Sejak abad ke-7 kepulauan Indonesia telah dipersatukan oleh kerajaan Sriwijaya melalui jalur perdagangan dari Utara dan Selatan di Selat Malaka, Laut China Selatan, dan Jawa. Pada abad ke-13, konsep penyatuan Kepulauan Indonesia secara politik dilakukan oleh Raja Kertanegara dari Kerajaan Singosari melalui semboyan Cakrawala Mandala Dwipatra. Semboyan itu diwujudkan oleh Mahapatih Gajah Mada dari Kerajaan Majapahit melalui Sumpah Palapanya.

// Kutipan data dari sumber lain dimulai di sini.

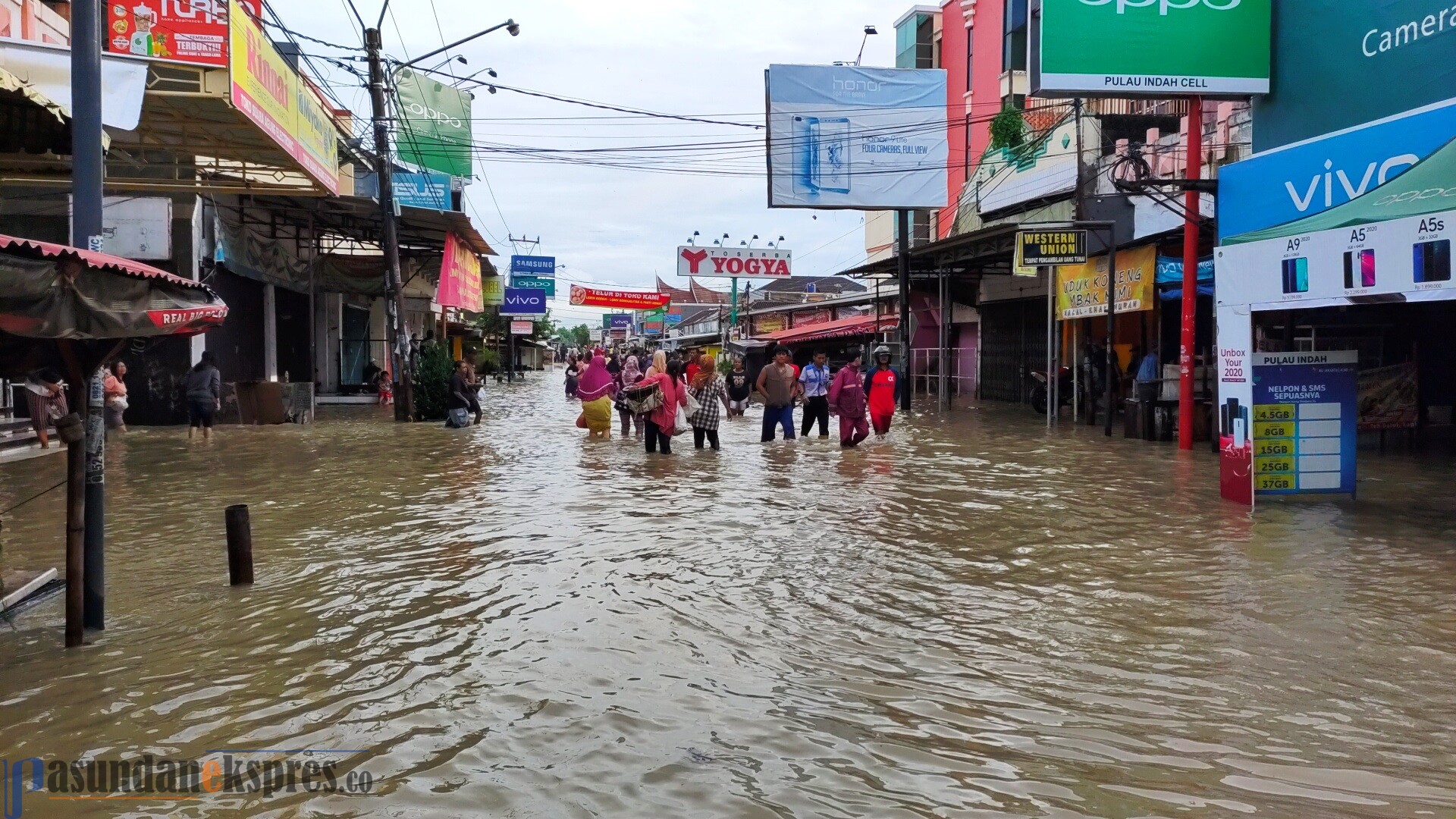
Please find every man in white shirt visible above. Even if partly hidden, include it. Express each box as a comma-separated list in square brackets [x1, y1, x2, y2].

Enam ratus tahun kemudian, tepatnya pada tahun 1957, muncul Deklarasi Juanda sebagai Konsepsi Wawasan Nusantara. Berawal dari deklarasi itu, Indonesia menyadari memiliki potensi strategis sumber daya laut dan wilayah yang harus dipertahankan. Pada era Presiden Joko Widodo momentum kemaritiman mulai terbangun dan terus dikembangkan untuk membangkitkan kedaulatan serta ketahanan maritim nasional.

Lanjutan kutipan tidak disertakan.